The Secondary Curriculum

·        In secondary education, regression analysis can be applied to various subject matters from Algebra to AP Statistics.  The topic can be covered in as much or as little detail as the teacher decides.

·        From basic Algebra: 

o       In Algebra, the students typically learn how to plot points and create a scatter plot, and then learn how to approximate a best fit line by eyeballing their data and calculating the slope. 

o       They will learn if the slope is positive or negative, and this can be identified as the relationship between the two variables.

o       They will learn to extrapolate data by predicting future or past data values using their equation.

·        To advanced Statistics: 

o       In an elementary or advanced statistics course, students will learn about correlation, the correlation coefficient, hypothesis testing for a correlation coefficient, and about correlation and causation. 

o       Then, the students will examine regression lines, and applications of regression lines. 

o       Finally, the unit can be extended to include the coefficient of determination, the standard error of estimate, and prediction intervals. 

·        In either case: 

o       Students will learn a basic understanding of positive correlation and negative correlation and how to identify trends in the data.

o       Interpolation and extrapolation will be identified by equation or using technology.

o       The greater the depth of the unit, the more information the students will need about regression analysis and how to calculate correlation on a computer or graphing calculator.

 

Appendix: Terminology for the Novice

 

Regression:  Galton's original regression concept considered the variance of both variables; however, the word "regression" later became synonymous with the least squares method, which assumes the X values are fixed. 
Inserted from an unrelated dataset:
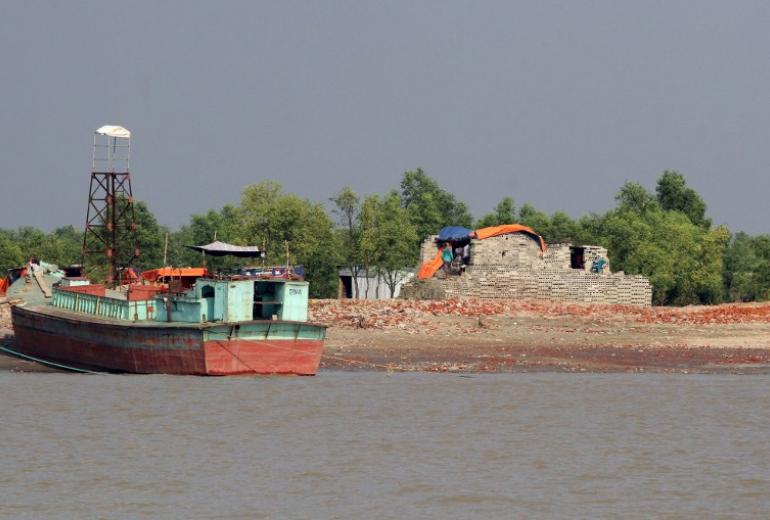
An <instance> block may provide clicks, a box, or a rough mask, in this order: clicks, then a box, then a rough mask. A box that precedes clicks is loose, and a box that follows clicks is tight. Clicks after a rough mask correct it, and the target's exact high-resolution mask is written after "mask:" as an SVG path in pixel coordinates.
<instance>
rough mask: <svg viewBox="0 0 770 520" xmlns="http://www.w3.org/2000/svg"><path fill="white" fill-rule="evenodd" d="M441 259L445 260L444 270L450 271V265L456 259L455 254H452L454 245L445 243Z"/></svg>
mask: <svg viewBox="0 0 770 520" xmlns="http://www.w3.org/2000/svg"><path fill="white" fill-rule="evenodd" d="M441 260H443V261H444V271H446V272H447V273H449V266H450V265H451V264H452V260H454V254H452V246H451V245H450V244H448V243H445V244H444V246H443V247H442V249H441Z"/></svg>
In statistics, regression refers to the technique used to explain and/or predict the relationship between the data points.

 

Least Squares:  The name "least square" comes from the process of defining a trend line. The line is adjusted until the sum of the squares of the y deviations from the line (shown above in blue) is as small as possible. 

 

Interpolation:  Often experimental results are available for selected conditions, but values are needed for intermediate conditions.  The estimation of such intermediate values is called interpolation.

 

Extrapolation:  Extrapolation is the extension of such data beyond the range of the measurements.  However, extrapolation must be used carefully, as trying to predict data values too far away from the last data point, may result in unrealistic results.

 

                                                                                                THE END!